Well are the tests good or no? Did it help the work get done faster or more thoroughly than without?

> how he uses Cursor as some form of advanced auto complete

Is there something wrong with that? That's literally what an LLM is, why not use it directly for that purpose instead of using the wacky indirect "run autocomplete on a conversation and accompanying script of actions" thing. Not everyone wants to be an agent jockey.

I don't see what's necessarily silly or ineffective about what you described. Personally I don't find it particularly efficient to chat about and plan out all bunch of work with a robot for every task, often it's faster to just sketch out a design on a notepad and then go write code, maybe with advanced AI completion help to save keystrokes.

I agree that if you want the AI to do non-trivial amounts of work, you need to chat and plan out the work and establish a good context window. What I don't agree with is your implication that any other less-sophisticated use of AI is necessarily deficient.

monooso 7 hours ago|||
How is this evidence of AI use?

> That’s it. No magic prompts, no elaborate system instructions, no clever hacks. Just a disciplined pipeline that separates thinking from typing.

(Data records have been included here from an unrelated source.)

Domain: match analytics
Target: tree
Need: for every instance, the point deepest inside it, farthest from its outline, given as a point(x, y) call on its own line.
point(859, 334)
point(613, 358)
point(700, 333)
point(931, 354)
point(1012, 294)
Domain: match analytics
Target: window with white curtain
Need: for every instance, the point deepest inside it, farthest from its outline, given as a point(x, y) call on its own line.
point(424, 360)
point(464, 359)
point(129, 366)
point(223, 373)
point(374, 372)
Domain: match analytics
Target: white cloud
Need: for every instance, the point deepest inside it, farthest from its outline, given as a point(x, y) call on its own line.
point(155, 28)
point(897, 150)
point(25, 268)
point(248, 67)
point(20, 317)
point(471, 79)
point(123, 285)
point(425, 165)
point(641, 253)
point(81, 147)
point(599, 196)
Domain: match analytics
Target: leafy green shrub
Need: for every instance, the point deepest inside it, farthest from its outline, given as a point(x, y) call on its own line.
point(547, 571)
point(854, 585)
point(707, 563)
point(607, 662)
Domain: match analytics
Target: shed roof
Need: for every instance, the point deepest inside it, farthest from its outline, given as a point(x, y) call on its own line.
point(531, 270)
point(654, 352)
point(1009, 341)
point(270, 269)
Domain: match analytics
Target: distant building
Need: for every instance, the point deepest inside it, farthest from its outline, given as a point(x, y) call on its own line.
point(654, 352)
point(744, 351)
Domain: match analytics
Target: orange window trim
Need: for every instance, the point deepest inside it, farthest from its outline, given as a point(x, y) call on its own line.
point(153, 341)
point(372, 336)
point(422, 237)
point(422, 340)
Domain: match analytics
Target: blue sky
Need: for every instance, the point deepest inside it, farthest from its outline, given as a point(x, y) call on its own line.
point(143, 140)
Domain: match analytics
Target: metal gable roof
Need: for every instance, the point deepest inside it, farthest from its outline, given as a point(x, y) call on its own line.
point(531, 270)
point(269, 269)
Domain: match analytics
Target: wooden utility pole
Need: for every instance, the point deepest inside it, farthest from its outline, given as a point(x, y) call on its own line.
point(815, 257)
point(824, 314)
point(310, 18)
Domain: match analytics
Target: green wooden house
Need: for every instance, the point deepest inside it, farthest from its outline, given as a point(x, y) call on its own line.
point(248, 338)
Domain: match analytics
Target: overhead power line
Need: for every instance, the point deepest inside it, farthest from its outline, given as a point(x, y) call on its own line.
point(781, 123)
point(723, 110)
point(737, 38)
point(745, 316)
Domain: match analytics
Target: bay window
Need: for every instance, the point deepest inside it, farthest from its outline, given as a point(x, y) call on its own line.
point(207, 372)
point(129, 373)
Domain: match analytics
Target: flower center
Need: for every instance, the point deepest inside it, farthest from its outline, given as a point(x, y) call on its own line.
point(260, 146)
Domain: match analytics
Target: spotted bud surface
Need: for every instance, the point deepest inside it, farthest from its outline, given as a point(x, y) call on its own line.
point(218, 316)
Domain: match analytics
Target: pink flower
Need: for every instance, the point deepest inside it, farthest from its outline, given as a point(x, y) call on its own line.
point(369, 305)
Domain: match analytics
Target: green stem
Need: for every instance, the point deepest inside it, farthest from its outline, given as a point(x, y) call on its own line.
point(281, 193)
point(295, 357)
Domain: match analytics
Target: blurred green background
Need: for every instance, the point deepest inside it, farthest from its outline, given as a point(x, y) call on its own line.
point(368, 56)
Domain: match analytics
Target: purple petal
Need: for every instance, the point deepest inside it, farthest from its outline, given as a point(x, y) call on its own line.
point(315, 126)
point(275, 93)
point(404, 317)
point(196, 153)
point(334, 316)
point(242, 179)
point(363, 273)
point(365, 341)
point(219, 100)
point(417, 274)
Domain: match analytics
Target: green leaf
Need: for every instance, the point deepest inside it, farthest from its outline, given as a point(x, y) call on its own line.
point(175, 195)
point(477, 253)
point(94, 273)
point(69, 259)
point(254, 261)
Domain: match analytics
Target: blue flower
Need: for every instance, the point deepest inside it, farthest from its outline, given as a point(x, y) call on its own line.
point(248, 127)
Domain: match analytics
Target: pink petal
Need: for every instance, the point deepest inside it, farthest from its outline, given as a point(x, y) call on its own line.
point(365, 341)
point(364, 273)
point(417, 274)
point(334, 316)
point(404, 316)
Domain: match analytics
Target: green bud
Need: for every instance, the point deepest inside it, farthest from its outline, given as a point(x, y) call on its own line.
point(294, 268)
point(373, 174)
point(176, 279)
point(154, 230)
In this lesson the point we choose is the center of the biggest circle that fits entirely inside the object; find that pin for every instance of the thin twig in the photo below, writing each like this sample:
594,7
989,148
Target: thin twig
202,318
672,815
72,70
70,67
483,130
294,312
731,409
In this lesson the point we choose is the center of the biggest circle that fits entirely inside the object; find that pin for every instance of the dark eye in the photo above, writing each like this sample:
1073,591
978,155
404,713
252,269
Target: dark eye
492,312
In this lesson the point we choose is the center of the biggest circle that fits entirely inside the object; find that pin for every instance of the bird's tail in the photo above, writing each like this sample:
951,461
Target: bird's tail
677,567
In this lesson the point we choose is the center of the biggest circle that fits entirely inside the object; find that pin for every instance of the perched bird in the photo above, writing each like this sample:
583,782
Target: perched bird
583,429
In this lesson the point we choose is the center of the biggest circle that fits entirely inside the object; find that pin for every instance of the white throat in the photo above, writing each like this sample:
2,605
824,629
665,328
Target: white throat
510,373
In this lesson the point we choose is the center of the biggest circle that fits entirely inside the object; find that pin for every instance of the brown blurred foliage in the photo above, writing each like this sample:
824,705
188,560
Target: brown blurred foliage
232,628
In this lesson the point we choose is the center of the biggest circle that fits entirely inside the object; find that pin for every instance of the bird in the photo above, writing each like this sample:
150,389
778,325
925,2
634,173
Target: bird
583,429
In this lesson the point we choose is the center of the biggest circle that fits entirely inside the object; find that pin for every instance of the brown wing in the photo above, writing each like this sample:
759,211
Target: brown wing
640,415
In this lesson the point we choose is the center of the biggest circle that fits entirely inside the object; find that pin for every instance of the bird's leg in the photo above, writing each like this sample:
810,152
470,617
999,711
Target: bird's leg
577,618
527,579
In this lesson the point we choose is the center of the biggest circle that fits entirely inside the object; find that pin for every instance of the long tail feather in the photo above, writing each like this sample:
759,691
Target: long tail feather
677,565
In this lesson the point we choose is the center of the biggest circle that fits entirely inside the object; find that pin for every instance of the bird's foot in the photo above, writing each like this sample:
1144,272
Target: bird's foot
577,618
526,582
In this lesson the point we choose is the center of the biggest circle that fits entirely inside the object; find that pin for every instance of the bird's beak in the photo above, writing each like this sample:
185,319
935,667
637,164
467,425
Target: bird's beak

That is a perfectly normal sentence, indistinguishable from one I might write myself. I am not an AI.

alonsonic 7 hours ago|||
This is a big giveaway because ai tends to overuse this same structure to "conclude"
boredtofears 7 hours ago|||
It’s not X it’s Y is one of the most obvious LLM writing patterns. Especially the heavily punctuated sentence structure.
signatoremo 7 hours ago||
> the obvious use of AI to write or edit the article makes it further indigestible: "That’s it. No magic prompts, no elaborate system instructions, no clever hacks. Just a disciplined pipeline that separates thinking from typing."

Any comment complaining about using AI deserves a downvote. First of all it reads like witch hunt, accusation without evidence that’s only based on some common perceptions. Secondly, whether it’s written with AI’s help or not, that particular sentence is clear, concise, and communicative. It’s much better than a lot of human written mumblings prevalent here on HN.

Anyone wants to guess if I’m using AI to help with this comment of mine?